(Los) Canarios – Cycles (Cyclos) (1974)

FrontCover1LOS CANARIOS from Spain started off as a typical, run of the mill pop/rock band (probably not unlike Los Bravos, but I’m not sure) and released three albums from 1968 to 1972. I’m sure fans of the pop CANARIOS were in for a total rude awakening when they released this double album, “Ciclos”. The band totally went off the prog deep-end and went and adapted Antonio Vivaldi’s “The Four Seasons” in a prog rock setting. The main guy of this band, Teddy Bautista included lots of great analog keyboards like the Moog II-P modular, Mini Moog, VCS-3, ARP 2600, Mellotron M400. Other members included Alain Richard on drums (and tons of percussion), guitarist Antonio Garcia de Diego, Mathias Sanvellian on additional keyboards (piano, organ, RMI electric piano, harpsichord, etc.), and bassist Christian Mellies.

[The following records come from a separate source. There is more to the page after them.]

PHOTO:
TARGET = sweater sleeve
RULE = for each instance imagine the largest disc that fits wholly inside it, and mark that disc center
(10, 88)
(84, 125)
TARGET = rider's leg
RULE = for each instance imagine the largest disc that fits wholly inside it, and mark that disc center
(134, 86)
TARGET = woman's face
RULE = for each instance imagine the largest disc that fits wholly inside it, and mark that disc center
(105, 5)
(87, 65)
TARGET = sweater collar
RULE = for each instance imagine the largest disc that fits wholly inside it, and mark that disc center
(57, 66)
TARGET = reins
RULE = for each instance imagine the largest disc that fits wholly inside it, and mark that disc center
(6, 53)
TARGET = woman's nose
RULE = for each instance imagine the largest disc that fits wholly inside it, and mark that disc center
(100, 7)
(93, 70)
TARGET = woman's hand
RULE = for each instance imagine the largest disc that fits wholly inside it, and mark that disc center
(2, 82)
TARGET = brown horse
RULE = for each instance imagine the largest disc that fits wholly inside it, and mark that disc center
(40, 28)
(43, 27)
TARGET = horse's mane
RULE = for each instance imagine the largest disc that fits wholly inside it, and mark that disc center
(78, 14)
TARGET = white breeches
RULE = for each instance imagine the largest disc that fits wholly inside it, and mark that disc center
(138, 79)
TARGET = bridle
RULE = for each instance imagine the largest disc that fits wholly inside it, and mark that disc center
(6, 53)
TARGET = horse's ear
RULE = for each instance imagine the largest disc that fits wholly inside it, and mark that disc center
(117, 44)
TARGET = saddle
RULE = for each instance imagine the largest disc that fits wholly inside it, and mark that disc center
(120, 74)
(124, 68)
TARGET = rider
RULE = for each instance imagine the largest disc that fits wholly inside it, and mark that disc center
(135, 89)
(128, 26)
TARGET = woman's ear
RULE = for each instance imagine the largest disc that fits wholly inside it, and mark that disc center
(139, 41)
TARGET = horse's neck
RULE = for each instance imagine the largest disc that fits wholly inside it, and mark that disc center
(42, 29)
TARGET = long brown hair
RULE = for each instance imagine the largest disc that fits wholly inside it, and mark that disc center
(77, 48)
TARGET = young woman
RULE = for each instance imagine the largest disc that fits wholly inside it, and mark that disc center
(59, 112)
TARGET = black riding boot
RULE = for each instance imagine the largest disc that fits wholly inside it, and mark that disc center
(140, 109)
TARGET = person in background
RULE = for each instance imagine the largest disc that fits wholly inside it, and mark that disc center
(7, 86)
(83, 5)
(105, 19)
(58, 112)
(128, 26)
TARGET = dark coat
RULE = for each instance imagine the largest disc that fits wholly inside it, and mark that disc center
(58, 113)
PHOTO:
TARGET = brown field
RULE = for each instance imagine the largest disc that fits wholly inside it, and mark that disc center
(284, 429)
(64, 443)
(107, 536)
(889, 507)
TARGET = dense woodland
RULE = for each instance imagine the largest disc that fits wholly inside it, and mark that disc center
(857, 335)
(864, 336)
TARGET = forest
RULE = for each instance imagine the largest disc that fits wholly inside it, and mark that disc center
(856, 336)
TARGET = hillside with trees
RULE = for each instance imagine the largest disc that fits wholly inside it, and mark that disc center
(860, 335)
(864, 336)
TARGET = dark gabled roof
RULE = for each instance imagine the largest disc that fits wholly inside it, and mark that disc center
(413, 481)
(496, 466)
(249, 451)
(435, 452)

Add that with a choir (both male a female), a couple of male vocalists (I bet the not-so-great singer was one of the band members), and a female soprano, provided by an Indonesian named Rudmini Sukmawati (in which photos of her make her look Gothic, one scary picture of her makes her look like Marylin MANSON!).

This is a totally complex and densely layered album which you’re not likely to get on the first listen. Lots of really amazing analog synths. In between classical themes are rather bizarre and twisted use of synthesizers. One part finds the band being really silly by having a barbershop quartet sing “Plastic Christmas” with lyrics that go: “It’s another plastic Christmas / Santa Claus has died / One more thing to celebrate”, suggesting they felt Christmas had became a big load of crap (they should try Christmas here in America some 30 years later, which got so bad I tend to leave the radio and television off that time of year because of the hype and overcommercialization, not to mention worn-out Christmas carols).


My only real complaint goes to “Himno a la Armonia Implacable del Fin” (on the fourth and final movement entitled “Cuarto Acto: El Eslabon Recobrado”), I think that piece downright sucks with the overly dramatic and cheesy male operatic vocals and choir. I can live without that, but the rest of the album demonstates why not only is this regarded as one of the best prog albums to come out of Spain, but one of the best prog adaptations of classical aside from Il ROVESCIO DELLA MEDAGLIA’s “Contaminazione”. My other complaint is CANARIOS never followed up “Ciclos” with perhaps another full-blown prog album, perhaps this time, original band compositions. This was unfortunately their only prog album. Aside from “Himno a la Armonia Implacable del Fin”, I truly think this is one of the all-time great prog take on classical music. Totally essential album. (by Proghead)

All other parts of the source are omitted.